Il n’existe, chez nos bivalves, qu’un appareil très-simple et très-imparfait pour la locomotion. Il ne faut pas s’étonner si ces coquillages demeurent à peu près toute leur vie sur le rocher où ils ont pris naissance. L’organe des mouvements est immédiatement au-dessous du cœur. C’est un corps charnu, épais, moitié grisâtre, moitié blanc, qui traverse le manteau des deux côtés et va s’attacher vers le milieu des valves. L’écaillère coupe en travers ce corps charnu, quand elle veut ouvrir une Huître et la dépouiller d’un battant. Nous incisons ce muscle une seconde fois, quand nous voulons manger le malheureux Mollusque.
C’est en contractant fortement le corps dont il s’agit, que l’Huître se tient hermétiquement enfermée dans son habitation. Lorsqu’elle relâche son muscle, un ligament élastique, placé à la charnière, agit sur les volets et les écarte l’un de l’autre. On assure qu’en ouvrant et en fermant plusieurs fois et brusquement ces deux battants, l’animal réussit à changer sa position, et parvient même à se traîner un peu sur son rocher; mais je n’ose y croire.
Voltaire écrivait en 1767: «Je suis toujours embarrassé de savoir comment les Huîtres font l’amour[100].»

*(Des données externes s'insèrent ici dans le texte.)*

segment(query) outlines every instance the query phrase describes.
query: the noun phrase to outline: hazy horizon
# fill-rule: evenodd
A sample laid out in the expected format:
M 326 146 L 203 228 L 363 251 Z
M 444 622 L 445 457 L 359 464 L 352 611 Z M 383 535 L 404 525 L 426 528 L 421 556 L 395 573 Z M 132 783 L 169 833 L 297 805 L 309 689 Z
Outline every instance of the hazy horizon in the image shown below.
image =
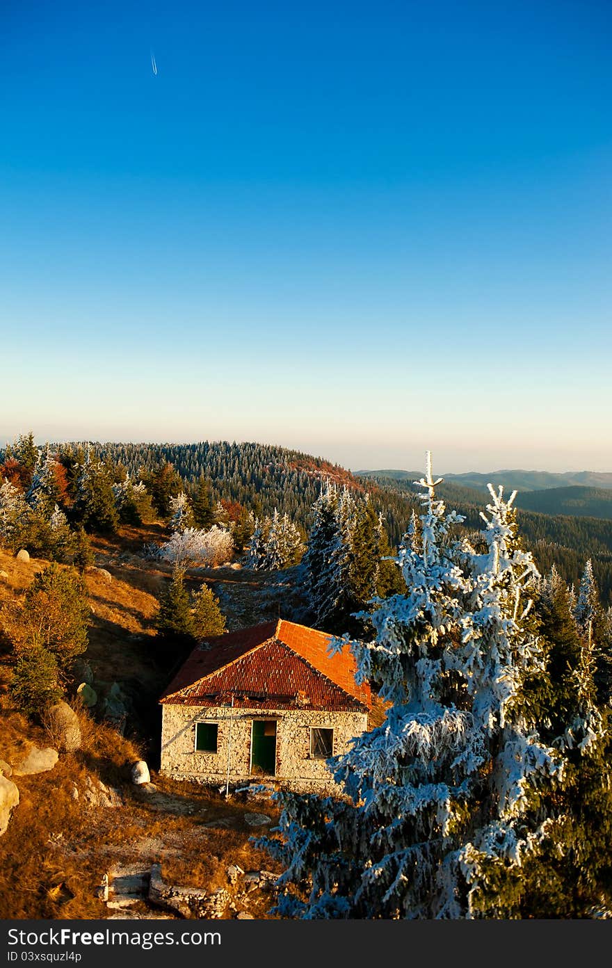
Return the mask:
M 612 467 L 612 7 L 8 6 L 5 439 Z
M 19 434 L 30 433 L 30 430 L 32 430 L 32 432 L 34 433 L 34 429 L 29 427 L 27 429 L 20 429 L 15 433 L 9 435 L 2 434 L 2 432 L 0 431 L 0 448 L 6 446 L 7 443 L 9 444 L 13 443 L 14 440 L 16 439 L 16 437 L 19 436 Z M 182 437 L 179 438 L 174 436 L 165 439 L 159 438 L 156 439 L 152 439 L 150 438 L 138 437 L 138 436 L 130 438 L 128 437 L 111 438 L 107 436 L 103 437 L 92 437 L 91 435 L 71 436 L 66 434 L 59 434 L 57 436 L 50 435 L 43 437 L 40 434 L 34 433 L 34 439 L 35 442 L 39 445 L 44 445 L 46 442 L 69 443 L 69 442 L 84 442 L 86 440 L 90 440 L 92 443 L 98 442 L 98 443 L 143 443 L 143 444 L 165 444 L 165 443 L 189 444 L 189 443 L 198 443 L 200 440 L 210 440 L 210 441 L 229 440 L 230 442 L 237 442 L 237 443 L 242 443 L 242 442 L 261 443 L 261 444 L 269 444 L 272 446 L 286 447 L 289 450 L 301 451 L 302 453 L 309 454 L 313 457 L 318 457 L 321 458 L 321 460 L 330 461 L 332 464 L 339 464 L 352 472 L 357 470 L 383 470 L 383 469 L 409 470 L 409 471 L 415 470 L 420 472 L 419 465 L 424 466 L 425 450 L 432 449 L 434 469 L 438 474 L 463 474 L 470 472 L 497 473 L 505 470 L 545 471 L 550 473 L 576 473 L 579 471 L 590 471 L 592 473 L 612 473 L 612 469 L 605 467 L 587 467 L 587 466 L 577 466 L 577 465 L 575 467 L 568 467 L 563 465 L 559 465 L 558 467 L 551 467 L 539 464 L 535 465 L 533 467 L 531 466 L 528 467 L 524 464 L 494 465 L 492 462 L 487 462 L 486 457 L 484 456 L 482 460 L 477 463 L 477 465 L 475 464 L 468 465 L 465 463 L 460 463 L 460 462 L 458 463 L 457 461 L 451 463 L 450 459 L 444 461 L 445 452 L 444 448 L 440 449 L 439 451 L 436 451 L 433 448 L 427 448 L 427 447 L 424 448 L 422 451 L 418 451 L 414 447 L 407 448 L 407 451 L 405 451 L 405 453 L 412 454 L 413 456 L 413 461 L 405 460 L 400 451 L 398 450 L 397 451 L 398 462 L 396 462 L 395 464 L 389 464 L 389 463 L 382 464 L 381 462 L 376 463 L 374 460 L 370 462 L 366 461 L 365 463 L 360 464 L 356 458 L 349 460 L 346 457 L 345 458 L 342 457 L 343 453 L 346 453 L 348 455 L 351 454 L 351 450 L 347 449 L 345 451 L 345 448 L 343 447 L 342 444 L 337 444 L 337 445 L 332 444 L 327 448 L 318 448 L 316 446 L 315 447 L 301 446 L 294 442 L 288 442 L 287 440 L 259 439 L 255 438 L 245 438 L 245 437 L 208 436 L 208 437 L 195 437 L 195 438 L 182 438 Z M 365 457 L 367 457 L 368 454 L 372 458 L 376 456 L 376 451 L 374 449 L 370 449 L 368 451 L 366 448 L 364 448 L 362 453 Z

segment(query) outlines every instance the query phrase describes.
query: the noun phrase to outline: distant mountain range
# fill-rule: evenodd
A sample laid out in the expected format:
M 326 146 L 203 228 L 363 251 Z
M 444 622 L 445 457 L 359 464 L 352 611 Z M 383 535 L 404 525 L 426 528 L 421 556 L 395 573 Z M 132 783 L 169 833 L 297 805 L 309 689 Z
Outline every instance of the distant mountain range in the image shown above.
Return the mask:
M 422 477 L 415 470 L 357 470 L 356 476 L 380 483 L 388 481 L 402 488 L 413 488 L 413 481 Z M 572 518 L 612 520 L 612 473 L 581 470 L 577 473 L 556 474 L 544 470 L 497 470 L 490 474 L 441 474 L 444 484 L 438 493 L 446 500 L 468 504 L 482 503 L 482 493 L 490 481 L 503 484 L 506 495 L 518 491 L 516 507 L 539 514 L 564 514 Z M 576 480 L 597 480 L 598 487 L 571 483 Z M 563 486 L 559 486 L 559 481 Z M 569 483 L 568 483 L 569 482 Z
M 357 477 L 387 477 L 396 481 L 413 481 L 423 476 L 422 470 L 355 470 Z M 486 486 L 503 484 L 510 491 L 548 491 L 552 488 L 597 488 L 612 491 L 612 472 L 597 470 L 569 470 L 554 473 L 550 470 L 491 470 L 480 474 L 468 471 L 465 474 L 440 474 L 445 481 L 452 481 L 463 487 L 476 491 L 486 491 Z M 527 506 L 527 505 L 525 505 Z

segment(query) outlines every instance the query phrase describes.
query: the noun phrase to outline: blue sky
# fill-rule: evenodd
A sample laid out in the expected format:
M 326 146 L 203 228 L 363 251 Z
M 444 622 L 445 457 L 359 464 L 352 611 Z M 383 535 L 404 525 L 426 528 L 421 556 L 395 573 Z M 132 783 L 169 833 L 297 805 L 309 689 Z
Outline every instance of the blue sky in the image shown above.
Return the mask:
M 0 440 L 612 469 L 608 4 L 0 18 Z

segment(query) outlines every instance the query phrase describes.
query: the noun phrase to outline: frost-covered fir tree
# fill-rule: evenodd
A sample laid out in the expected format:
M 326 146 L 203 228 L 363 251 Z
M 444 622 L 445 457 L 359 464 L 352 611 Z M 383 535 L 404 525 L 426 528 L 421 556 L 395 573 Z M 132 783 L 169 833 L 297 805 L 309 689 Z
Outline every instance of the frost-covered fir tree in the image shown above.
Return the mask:
M 278 508 L 274 508 L 260 567 L 270 570 L 290 568 L 297 564 L 303 550 L 302 539 L 295 525 L 288 514 L 281 516 Z
M 37 510 L 50 512 L 55 504 L 66 499 L 66 490 L 64 469 L 58 464 L 47 443 L 39 454 L 26 500 Z
M 593 574 L 593 561 L 589 559 L 580 579 L 575 613 L 578 627 L 583 632 L 588 632 L 589 622 L 597 620 L 599 609 L 597 583 Z
M 304 597 L 313 613 L 315 624 L 321 624 L 319 603 L 322 597 L 322 578 L 328 550 L 337 532 L 338 489 L 326 481 L 313 504 L 313 524 L 302 559 L 300 575 Z
M 116 531 L 119 516 L 112 484 L 108 468 L 92 457 L 89 450 L 79 469 L 73 512 L 76 523 L 87 531 Z
M 226 619 L 219 608 L 219 599 L 210 587 L 202 584 L 192 598 L 193 635 L 201 641 L 206 636 L 223 635 Z
M 19 541 L 29 508 L 21 491 L 5 480 L 0 486 L 0 538 L 13 549 Z
M 593 573 L 591 559 L 585 565 L 575 608 L 575 619 L 583 638 L 591 638 L 597 670 L 595 681 L 601 703 L 612 697 L 612 640 L 599 601 L 599 590 Z
M 363 634 L 354 615 L 367 607 L 379 590 L 393 590 L 395 576 L 384 570 L 381 558 L 388 544 L 382 519 L 369 495 L 338 490 L 327 484 L 313 506 L 301 573 L 303 594 L 311 620 L 325 631 Z
M 526 859 L 510 917 L 610 917 L 612 771 L 609 709 L 598 706 L 592 639 L 581 637 L 567 589 L 538 603 L 548 644 L 548 730 L 563 754 L 563 782 L 535 806 L 547 826 Z M 605 897 L 607 894 L 607 901 Z M 602 907 L 603 898 L 603 907 Z
M 194 527 L 191 503 L 184 491 L 177 494 L 175 498 L 170 498 L 169 514 L 168 528 L 171 531 L 184 531 L 185 529 Z
M 297 564 L 304 551 L 299 529 L 288 514 L 274 508 L 271 518 L 255 520 L 247 561 L 250 568 L 278 571 Z
M 477 555 L 435 498 L 429 455 L 419 483 L 421 541 L 407 536 L 398 556 L 405 592 L 376 603 L 374 641 L 353 646 L 358 678 L 390 706 L 330 761 L 344 799 L 279 795 L 267 846 L 286 866 L 282 915 L 476 916 L 491 874 L 520 865 L 537 836 L 532 790 L 559 772 L 521 709 L 541 653 L 522 626 L 537 573 L 514 540 L 512 499 L 491 490 Z
M 269 518 L 263 518 L 262 520 L 260 520 L 260 518 L 255 519 L 255 527 L 247 548 L 248 568 L 253 568 L 257 571 L 259 568 L 263 567 L 266 556 L 265 544 L 269 529 Z

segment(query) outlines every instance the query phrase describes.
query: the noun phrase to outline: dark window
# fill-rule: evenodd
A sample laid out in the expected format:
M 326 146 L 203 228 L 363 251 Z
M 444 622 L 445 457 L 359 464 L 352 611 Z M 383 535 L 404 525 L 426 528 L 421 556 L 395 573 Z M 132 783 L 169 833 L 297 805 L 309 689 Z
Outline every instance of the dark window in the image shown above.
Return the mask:
M 333 754 L 334 731 L 313 726 L 310 731 L 310 755 L 316 760 L 326 760 Z
M 217 723 L 196 723 L 196 749 L 200 753 L 217 752 Z

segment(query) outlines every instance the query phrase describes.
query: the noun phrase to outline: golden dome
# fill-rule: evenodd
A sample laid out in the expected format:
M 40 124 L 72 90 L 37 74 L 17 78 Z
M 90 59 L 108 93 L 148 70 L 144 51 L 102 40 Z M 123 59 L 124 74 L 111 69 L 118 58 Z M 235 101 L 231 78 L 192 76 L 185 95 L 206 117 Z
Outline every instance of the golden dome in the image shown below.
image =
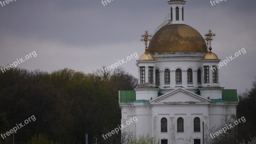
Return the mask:
M 153 55 L 150 53 L 145 53 L 140 57 L 139 60 L 155 60 Z
M 185 24 L 173 24 L 156 33 L 149 42 L 148 51 L 206 52 L 207 49 L 204 39 L 196 30 Z
M 219 60 L 217 55 L 212 52 L 212 48 L 209 48 L 209 50 L 210 51 L 205 53 L 202 60 Z

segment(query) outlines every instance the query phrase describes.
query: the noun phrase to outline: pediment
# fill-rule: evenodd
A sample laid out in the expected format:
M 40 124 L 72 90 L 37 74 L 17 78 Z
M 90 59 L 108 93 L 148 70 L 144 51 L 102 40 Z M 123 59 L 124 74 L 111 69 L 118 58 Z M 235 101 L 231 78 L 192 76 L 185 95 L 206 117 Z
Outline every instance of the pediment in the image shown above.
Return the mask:
M 184 89 L 179 88 L 149 101 L 150 102 L 197 103 L 211 100 Z

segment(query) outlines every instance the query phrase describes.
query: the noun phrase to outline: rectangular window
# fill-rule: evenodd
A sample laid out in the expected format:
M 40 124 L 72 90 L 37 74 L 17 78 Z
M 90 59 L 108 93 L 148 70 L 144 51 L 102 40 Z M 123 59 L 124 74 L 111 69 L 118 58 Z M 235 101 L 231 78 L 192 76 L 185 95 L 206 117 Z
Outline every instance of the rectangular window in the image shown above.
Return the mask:
M 145 84 L 145 67 L 141 67 L 140 84 Z
M 212 66 L 212 83 L 218 83 L 218 70 L 216 66 Z
M 204 84 L 209 83 L 209 66 L 204 66 Z
M 168 144 L 168 140 L 161 140 L 161 144 Z
M 156 83 L 158 84 L 160 83 L 160 76 L 159 75 L 159 70 L 156 69 Z
M 201 140 L 200 139 L 194 139 L 194 144 L 201 144 Z
M 153 73 L 154 67 L 148 67 L 148 84 L 154 84 L 153 76 L 154 73 Z
M 176 7 L 176 20 L 179 20 L 179 7 Z
M 184 8 L 182 8 L 182 20 L 184 20 L 184 16 L 183 15 L 183 12 L 184 11 Z

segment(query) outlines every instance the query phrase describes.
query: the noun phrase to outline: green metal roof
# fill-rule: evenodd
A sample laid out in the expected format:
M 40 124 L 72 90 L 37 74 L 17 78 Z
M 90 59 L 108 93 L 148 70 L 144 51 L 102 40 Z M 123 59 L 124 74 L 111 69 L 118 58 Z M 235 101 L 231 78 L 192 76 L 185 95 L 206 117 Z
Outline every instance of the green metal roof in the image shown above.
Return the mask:
M 130 103 L 136 100 L 135 91 L 119 91 L 119 103 Z
M 236 90 L 222 90 L 222 99 L 228 102 L 238 102 L 237 91 Z
M 226 101 L 221 99 L 211 99 L 211 100 L 212 100 L 212 102 L 226 102 Z
M 148 102 L 148 100 L 136 100 L 135 101 L 131 102 L 131 103 L 137 103 L 138 102 Z
M 161 95 L 163 95 L 163 94 L 164 94 L 164 93 L 160 93 L 160 92 L 158 92 L 158 96 L 157 96 L 157 97 L 160 97 L 160 96 L 161 96 Z

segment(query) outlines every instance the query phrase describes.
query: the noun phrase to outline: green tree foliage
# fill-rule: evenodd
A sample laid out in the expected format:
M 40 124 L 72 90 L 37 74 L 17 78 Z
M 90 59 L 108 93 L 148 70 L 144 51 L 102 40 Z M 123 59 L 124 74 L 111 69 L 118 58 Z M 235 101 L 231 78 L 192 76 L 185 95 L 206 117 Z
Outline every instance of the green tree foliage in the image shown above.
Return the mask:
M 36 134 L 25 144 L 61 144 L 60 142 L 57 140 L 54 142 L 48 138 L 48 136 L 45 134 Z
M 0 111 L 6 114 L 7 131 L 34 115 L 36 120 L 18 130 L 16 142 L 41 132 L 65 143 L 84 143 L 88 133 L 91 142 L 103 130 L 120 124 L 118 90 L 132 89 L 138 81 L 123 70 L 107 76 L 67 68 L 51 73 L 19 68 L 0 72 Z
M 250 141 L 251 137 L 256 136 L 256 77 L 252 81 L 252 88 L 239 94 L 239 100 L 237 117 L 244 116 L 246 122 L 238 125 L 238 140 Z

Les Huîtres possèdent les deux sexes. Elles remplissent donc à la fois les rôles paternel et maternel. Ce qui paraîtra tout aussi singulier, c’est que les organes de la fécondité n’apparaissent, chez nos Mollusques, comme les fleurs dans les végétaux, qu’à l’époque déterminée où leur fonction doit s’accomplir. Passé ce temps, ils se flétrissent et disparaissent.
Les œufs sont logés entre les lobes du manteau et entre les feuillets respiratoires. Leur nombre est très-considérable. Suivant Baster, un seul individu peut en porter 100 000. Suivant Poli, il en produirait jusqu’à 1 million 200 000, et suivant Leuwenhoeck, jusqu’à 10 millions. D’après les naturalistes modernes, le nombre est d’environ 2 millions. Ce qui paraît très-raisonnable.
Ces œufs sont jaunâtres.
Ils éclosent dans le sein du Mollusque, qui met au monde ses petits en respirant.
Les jeunes Huîtres forment un nuage blanchâtre vivant, plus ou moins épais, qui trouble un moment la transparence du liquide, s’éloigne du foyer dont il émane, et que les mouvements de l’eau dispersent. (Coste.)
Ces larves sont pourvues d’un appareil transitoire de natation qui leur permet de se répandre au loin, et d’aller à la recherche d’un corps solide où elles puissent s’attacher. Cet appareil se compose d’une sorte de bourrelet sinueux, couvert de cils nombreux et serrés; il sort des valves et y rentre à volonté. Il est muni de muscles puissants destinés à le mouvoir (Davaine).
A l’aide de cet appareil, les jeunes Huîtres peuvent nager avec facilité. Quand elles ont quitté leur mère, elles flottent autour de celle-ci. On assure que dans les commencements, au moindre danger, elles se réfugient entre les valves maternelles.